Three-quarters of patients with kidney transplants who receive stem cells from their organ donors have successfully stopped taking immunosuppressive drugs for more than two years – a medical achievement that can change the way transplants are managed.
The results of the Phase III clinical trial, published in the American Journal of Transplant, offer hope for thousands of transplant recipients who are currently facing the harsh side effects of resisting drugs.
This innovative approach combines kidney transplantation with injecting donor stem cells, essentially, the immune system of the recipient receives new organs. Of the 20 participants who received this dual therapy, 19 successfully terminated all immunosuppressive drugs, about one year after transplantation.
Current treatment challenges
Traditional organ transplants require recipients to take immunosuppressive drugs indefinitely to prevent their immune system from attacking the transplanted organ. These drugs have huge costs: increasing sensitivity to infections and cancer, and the side effects from headaches and tremors to more severe complications.
“I’ve been in transplant research for over 30 years and we’ve done a lot of amazing things. But, in the planning of things, this research is the most important thing,” said Dr. Mark Stegall, co-author of the Mayo Clinic study. “It’s a goal – being able to safely get the transplant recipient out of immunosuppression – for longer than I did.”
How treatment works
The study involved kidney recipients and their sibling donors whose tissue types were closely matched with two human leukocyte antigen haplotypes. Recipients received a carefully planned regimen that included low-dose radiation therapy and donor stem cell infusion 11 days after transplantation.
Stem cell products called MDR-101 were collected from the same donor that provided the kidneys. The recipient received a conditional protocol for rabbit anti-inhibitor globulin and total lymphatic radiation before stem cell infusion.
Research results:
- More than 2 years
- 95% of people successfully stop all medications for one year
- No death, graft loss or graft-versus-host disease occurred
- Participants showed improved quality of life compared to standard treatment
- Four patients eventually recovered from rejection or recurrence of the disease
Patient’s opinion
Minnesota native Mark Welter attended the trial four years ago, demonstrating the potential of treatment. Diagnosed with polycystic kidney disease, he received kidney and stem cells from his sister Cindy Kendall. Today, he has been taking immunosuppressive drugs for more than three years.
“I feel great. Actually, I feel like I’ve done it before the transplant, and that’s the greatest thing,” Welt reflects. “It’s almost like no transplantation happened.”
His sister Cindy observed the shift: “It was amazing to be able to see him get rid of these drugs. He just tried his best to live his life. He had been able to see both of his daughters getting married and meeting his grandson.”
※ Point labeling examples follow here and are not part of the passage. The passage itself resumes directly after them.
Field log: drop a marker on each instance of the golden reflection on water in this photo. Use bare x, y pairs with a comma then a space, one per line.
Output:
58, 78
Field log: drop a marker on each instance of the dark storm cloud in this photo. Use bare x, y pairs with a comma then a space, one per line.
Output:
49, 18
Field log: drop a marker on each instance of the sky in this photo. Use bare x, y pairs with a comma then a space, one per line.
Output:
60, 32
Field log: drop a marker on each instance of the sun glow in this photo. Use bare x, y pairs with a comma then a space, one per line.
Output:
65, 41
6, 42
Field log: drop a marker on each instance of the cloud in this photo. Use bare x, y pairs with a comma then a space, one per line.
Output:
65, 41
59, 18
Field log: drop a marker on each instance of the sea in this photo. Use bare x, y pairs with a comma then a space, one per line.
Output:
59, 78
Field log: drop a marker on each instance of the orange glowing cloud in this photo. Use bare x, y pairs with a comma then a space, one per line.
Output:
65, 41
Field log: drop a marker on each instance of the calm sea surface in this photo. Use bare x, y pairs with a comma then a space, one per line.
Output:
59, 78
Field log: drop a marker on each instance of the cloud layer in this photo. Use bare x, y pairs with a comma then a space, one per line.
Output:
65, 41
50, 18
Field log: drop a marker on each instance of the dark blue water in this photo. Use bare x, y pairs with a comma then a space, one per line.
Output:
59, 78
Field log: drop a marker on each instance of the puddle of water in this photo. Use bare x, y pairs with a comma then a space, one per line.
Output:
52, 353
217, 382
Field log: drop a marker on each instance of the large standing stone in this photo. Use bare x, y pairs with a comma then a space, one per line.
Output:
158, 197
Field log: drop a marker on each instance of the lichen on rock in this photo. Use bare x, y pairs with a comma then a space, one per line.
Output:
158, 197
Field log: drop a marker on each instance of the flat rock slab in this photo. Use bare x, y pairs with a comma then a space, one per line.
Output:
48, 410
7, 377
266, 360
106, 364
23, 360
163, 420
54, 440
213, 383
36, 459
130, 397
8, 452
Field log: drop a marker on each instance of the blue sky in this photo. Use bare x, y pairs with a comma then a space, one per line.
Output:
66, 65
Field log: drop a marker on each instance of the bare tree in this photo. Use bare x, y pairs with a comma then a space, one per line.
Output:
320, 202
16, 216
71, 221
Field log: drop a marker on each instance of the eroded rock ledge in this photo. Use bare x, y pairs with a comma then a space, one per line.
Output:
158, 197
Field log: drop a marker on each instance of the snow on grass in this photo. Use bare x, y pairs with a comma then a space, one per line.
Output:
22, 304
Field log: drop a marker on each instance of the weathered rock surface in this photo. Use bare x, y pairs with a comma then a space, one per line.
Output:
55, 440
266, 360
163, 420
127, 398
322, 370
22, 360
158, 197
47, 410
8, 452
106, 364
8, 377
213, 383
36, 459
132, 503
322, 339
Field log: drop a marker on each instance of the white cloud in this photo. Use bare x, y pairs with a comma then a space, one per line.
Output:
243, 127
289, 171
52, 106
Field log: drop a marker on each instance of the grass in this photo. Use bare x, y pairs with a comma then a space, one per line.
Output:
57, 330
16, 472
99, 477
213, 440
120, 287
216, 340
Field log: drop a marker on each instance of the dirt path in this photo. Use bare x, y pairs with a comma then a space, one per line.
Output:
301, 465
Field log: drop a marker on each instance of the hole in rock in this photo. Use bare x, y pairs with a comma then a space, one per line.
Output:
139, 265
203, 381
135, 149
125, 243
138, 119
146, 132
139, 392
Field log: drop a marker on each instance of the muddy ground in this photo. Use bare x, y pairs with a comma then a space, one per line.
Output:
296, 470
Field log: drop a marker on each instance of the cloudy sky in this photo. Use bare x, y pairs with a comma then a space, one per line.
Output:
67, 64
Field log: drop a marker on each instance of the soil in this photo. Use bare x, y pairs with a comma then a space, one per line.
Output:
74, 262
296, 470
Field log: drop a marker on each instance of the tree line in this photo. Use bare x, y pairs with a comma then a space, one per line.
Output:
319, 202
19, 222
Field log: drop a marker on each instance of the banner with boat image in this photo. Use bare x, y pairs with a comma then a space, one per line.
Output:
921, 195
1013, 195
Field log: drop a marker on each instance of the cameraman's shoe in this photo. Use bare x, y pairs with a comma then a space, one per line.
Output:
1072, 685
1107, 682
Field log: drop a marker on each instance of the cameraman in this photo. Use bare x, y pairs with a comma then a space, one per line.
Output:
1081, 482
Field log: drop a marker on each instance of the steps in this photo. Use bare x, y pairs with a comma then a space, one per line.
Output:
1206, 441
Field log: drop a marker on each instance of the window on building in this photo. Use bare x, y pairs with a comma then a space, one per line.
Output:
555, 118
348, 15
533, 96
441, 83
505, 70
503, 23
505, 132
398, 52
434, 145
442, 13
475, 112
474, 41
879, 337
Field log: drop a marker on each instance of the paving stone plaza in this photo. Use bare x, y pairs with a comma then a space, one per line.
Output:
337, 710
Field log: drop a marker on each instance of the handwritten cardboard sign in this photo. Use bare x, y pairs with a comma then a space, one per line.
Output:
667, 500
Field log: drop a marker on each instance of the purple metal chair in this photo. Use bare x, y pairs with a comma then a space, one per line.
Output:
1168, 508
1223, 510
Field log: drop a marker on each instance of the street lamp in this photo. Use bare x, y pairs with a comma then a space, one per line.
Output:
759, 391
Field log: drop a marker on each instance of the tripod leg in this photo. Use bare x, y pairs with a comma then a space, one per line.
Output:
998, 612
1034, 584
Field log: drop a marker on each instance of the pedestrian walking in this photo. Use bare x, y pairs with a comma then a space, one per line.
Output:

The science behind success
This treatment is a way to establish what researchers call “donor hybrid chimericism”, in which the blood cells of the recipient and the donor coexist peacefully. When the donor hematopoietic chimerism reaches at least 5%, the doctor can safely reduce tacrolimus gradually.
This approach represents a fundamental shift from suppressing the immune system to retraining it. Stem cell therapy does not permanently weaken the body’s defense capabilities, but rather selective tolerance created for transplanted organs.
The direction of the future
While promising, current protocols require siblings with tightly matched organizational types, limiting their immediate applicability. Researchers are investigating whether the method can be used with less-matched donors, potentially expanding access to such a treatment.
“Even in close-fitting siblings, immunosuppression is required for life. We have stopped the drug eight to ten years after transplantation and can lead to rejection,” explains Dr. Andrew Bentell, a Mayo Clinic transplant adrenalist. “Our goal is to find ways to reduce or stop post-transplant immunosuppressive drugs so patients can have longer lasting kidneys with fewer side effects.”
The study forms part of the Mayo Clinic Transformation Transplant Program, which aims to ensure that everyone who needs a transplant can receive it once while making the surgery more successful. With the continuous development of cell therapy, this study provides a crucial proof of concept that immune tolerance in organ transplantation is not only possible, but also achievable.
Related
If our report has been informed or inspired, please consider donating. No matter how big or small, every contribution allows us to continue to deliver accurate, engaging and trustworthy scientific and medical news. Independent news takes time, energy and resources – your support ensures that we can continue to reveal the stories that matter most to you.
Join us to make knowledge accessible and impactful. Thank you for standing with us!